Figure 6Severe SAM of the mitral valve. (A) A late-systolic parasternal long-axis view of severe mitral valve SAM in a patient with hypertrophic cardiomyopathy and discrete upper septal thickening (sigmoid septum morphology); (B) findings in panel B include marked basal septal systolic thickening (solid line), SAM with anterior mitral leaflet-septal contact (solid arrow), and systolic obliteration of the left ventricular outflow tract (dashed arrow). SAM, systolic anterior motion.

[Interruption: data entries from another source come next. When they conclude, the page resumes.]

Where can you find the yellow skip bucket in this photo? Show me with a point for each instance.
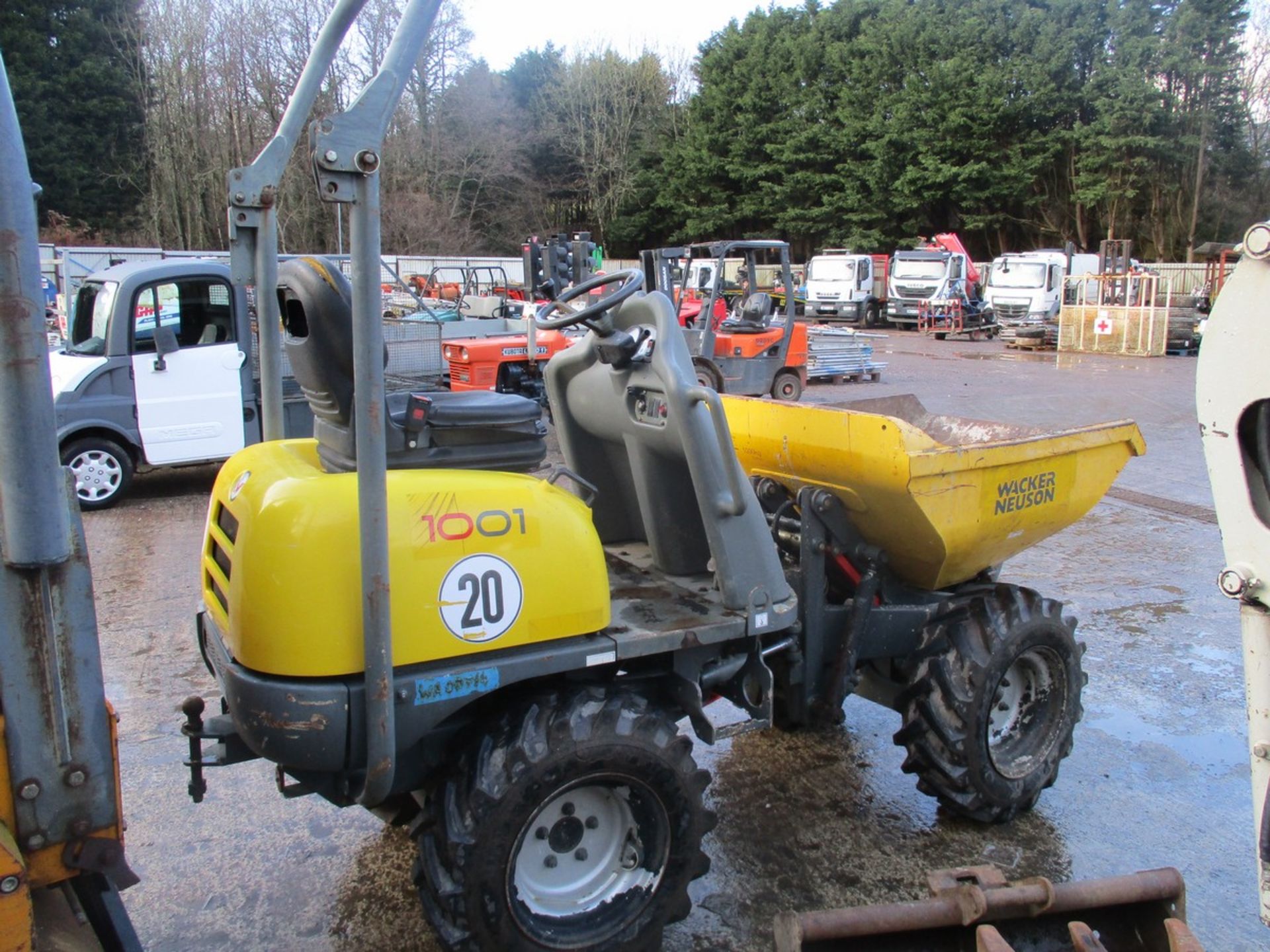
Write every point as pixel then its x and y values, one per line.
pixel 945 496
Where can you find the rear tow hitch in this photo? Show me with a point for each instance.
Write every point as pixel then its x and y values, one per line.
pixel 1141 913
pixel 229 748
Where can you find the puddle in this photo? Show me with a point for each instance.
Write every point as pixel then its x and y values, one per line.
pixel 1010 356
pixel 1216 752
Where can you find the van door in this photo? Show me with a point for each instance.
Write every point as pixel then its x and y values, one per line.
pixel 190 404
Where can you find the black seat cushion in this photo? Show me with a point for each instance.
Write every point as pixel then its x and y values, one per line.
pixel 478 429
pixel 755 315
pixel 472 408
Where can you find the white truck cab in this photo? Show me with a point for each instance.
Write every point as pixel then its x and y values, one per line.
pixel 929 273
pixel 1028 287
pixel 847 287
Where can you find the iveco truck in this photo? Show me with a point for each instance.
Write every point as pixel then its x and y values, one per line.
pixel 939 270
pixel 846 287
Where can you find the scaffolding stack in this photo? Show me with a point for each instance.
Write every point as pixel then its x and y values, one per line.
pixel 840 353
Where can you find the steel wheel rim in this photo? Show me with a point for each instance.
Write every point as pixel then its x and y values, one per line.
pixel 597 820
pixel 97 475
pixel 1027 714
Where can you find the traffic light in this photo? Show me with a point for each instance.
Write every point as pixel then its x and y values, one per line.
pixel 531 255
pixel 583 259
pixel 558 255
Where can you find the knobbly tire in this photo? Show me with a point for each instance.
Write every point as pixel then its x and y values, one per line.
pixel 994 696
pixel 788 386
pixel 708 376
pixel 579 800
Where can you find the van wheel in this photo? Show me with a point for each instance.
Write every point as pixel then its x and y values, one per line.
pixel 573 822
pixel 102 469
pixel 994 696
pixel 788 386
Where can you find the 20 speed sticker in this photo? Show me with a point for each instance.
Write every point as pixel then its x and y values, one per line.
pixel 480 598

Surgical techniques for the management of systolic anterior motion of the mitral valve and left ventricular outflow tract obstruction in hypertrophic cardiomyopathy
| Technique | Procedure | Mechanism | Results | Caveats |
|---|---|---|---|---|
| Septal myectomy (Morrow procedure) | Classic: basal IVS resection OR Modified: extended resection to AML-septal contact point | LVOT widening; ↓SAM-generating forces | ↓ LVOT gradients; ↓ SAM by 50–80%; Long-term survival equivalent to general population | VSD; AVB; Persistent LVOTO |
| Percutaneous septal alcohol ablation | 96% EtOh injected in 1st septal perforator of LAD | Creation of basal septal myocardial infarction; ↓SAM-generating forces | ↓ LVOT gradients; ↓ SAM by 50% | AVB; Persistent LVOTO; RV infarction |
| Resect-plicate-release | (I) ‘Resect’: extended SM; (II) ‘Plicate’: horizontal mid-body AML suture; AND/OR (III) ‘Release’: mobilization of abnormal PM | LVOT widening; ↓ SAM-generating forces; Stiffening of the AML; Posterior positioning of the PM | ↓ LVOT gradients; ↓ SAM by 70–80%; ↓ MR | Caveats of SM; Technical complexity |
| Anterior mitral leaflet extension (MLE) | (I) Classic or extended SM; (II) Sewing of a pericardial patch to the central portion of the AML | LVOT widening; ↓ SAM-generating forces; Stiffening of the AML; Posterior displacement of the MV coaptation point | ↓ LVOT gradients; Improved NYHA class symptoms; ↓ Residual SAM; ↓ MR | Caveats of SM; Pericardial patch failure; Recurrent MR; Careful patient selection |
| Surgical edge-to-edge repair | (I) Classic or extended SM; (II) Edge-to-edge suture of the A2-P2 MV scallops | LVOT widening; ↓ SAM-generating forces; ↓ MV leaflet motion | ↓ LVOT gradients; Improved NYHA class symptoms; No SAM; No significant MR | Caveats of SM; No use of annuloplasty ring requires careful patient selection; Iaotrogenic MV stenosis |
| Anterior mitral leaflet retention plasty | (I) Classic or extended SM; (II) Medial and lateral AML sutured to the posterior annulus | LVOT widening; ↓ SAM-generating forces; Stretches central portion of the AML to prevent SAM | ↓ LVOT gradients; ↑ Functional status; No SAM | Caveats of SM; Small study size; Contraindicated with PM abnormalities |
| Secondary chordal cutting | (I) Classic or extended SM; (II) Surgical transection of secondary AML strut chords | LVOT widening; ↓ SAM-generating forces; Relief of AML tethering toward LVOT | ↓ LVOT gradients; ↑ Functional status; ↓ MR | Caveats of SM; Adverse LV remodeling; Careful patient selection |
| Transcatheter edge-to-edge mitral valve repair | Transcatheter edge-to-edge repair of the mitral valve in poor surgical candidates | ↓ MV leaflet motion; Anchored MV coaptation point | ↓ LVOT gradients; ↓ MR severity; No SAM | Small case series; Minimal follow-up |
AML, anterior mitral leaflet; AVB, atrioventricular block; EtOh, ethanol; IVS, interventricular septum; LAD, left anterior descending coronary artery; LV, left ventricle; LVOT, left ventricular outflow tract; LVOTO, left ventricular outflow tract obstruction; MLE, mitral leaflet extension; MR, mitral regurgitation; MV, mitral valve; NYHA, New York Heart Association; PM, papillary muscle; RV, right ventricle; SAM, systolic anterior motion; SM, septal myectomy; VSD, ventricular septal defect. ↑: increased; ↓: decreased.